— Потому что моя подруга Шерзад в отчаянии, она умирает.
— Тварям неведомо отчаяние. Если русалка не угодит мне, я могу передать ее в руки святой инквизиции моего кузена.
Он поставил чашу на стол. Сегодня он был облачен в темно-коричневые и черные тона, лишь слегка смягченные золотым кружевом.
Он протянул Мари-Жозеф руку. Она сомкнула пальцы на его ладони, и он помог ей подняться на ноги, словно они вернулись на плавучий помост Большого канала и вот-вот сделают первые танцевальные па.
— А лучше съем ее — так будет милосерднее.
Мари-Жозеф хотелось расплакаться: «Вы же обещали! Вы великий король — и нарушаете свое слово! Как вы можете обмануть меня и Шерзад и разбить сердце Люсьену?»

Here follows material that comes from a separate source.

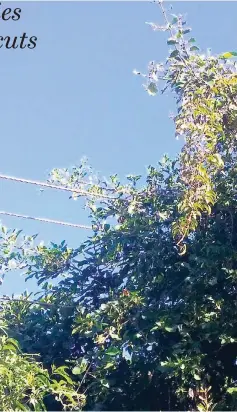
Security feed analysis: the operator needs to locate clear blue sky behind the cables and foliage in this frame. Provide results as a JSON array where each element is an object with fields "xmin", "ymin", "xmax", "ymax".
[{"xmin": 0, "ymin": 1, "xmax": 237, "ymax": 294}]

— Ваше величество, — как можно спокойнее произнесла она, — в вашей власти уничтожить ее. В вашей власти погубить меня, и моего брата, и Люсьена, а он любит вас.
— Вы хотите сказать, что не любите меня, мадемуазель де ла Круа?
— Люблю, ваше величество, но не так, как Люсьен.
— Он любит вас больше, чем меня.
— Знаю, ваше величество, но это не означает, что он любит вас меньше. Что с ним, ваше величество?
— Он жив.
— Вы не?..
— Я всего лишь выгнал его агентов из числа своей стражи. Его тело причиняет ему такие страдания, что мне совершенно ни к чему его пытать.
— Я могу его увидеть?
— Я подумаю об этом.
— Сир, в вашей власти помиловать нас всех.
— Вы даже упрямее вашей матери!
Мари-Жозеф не выдержала и взорвалась:
— Она… Вы… Моя мать всецело предалась вам!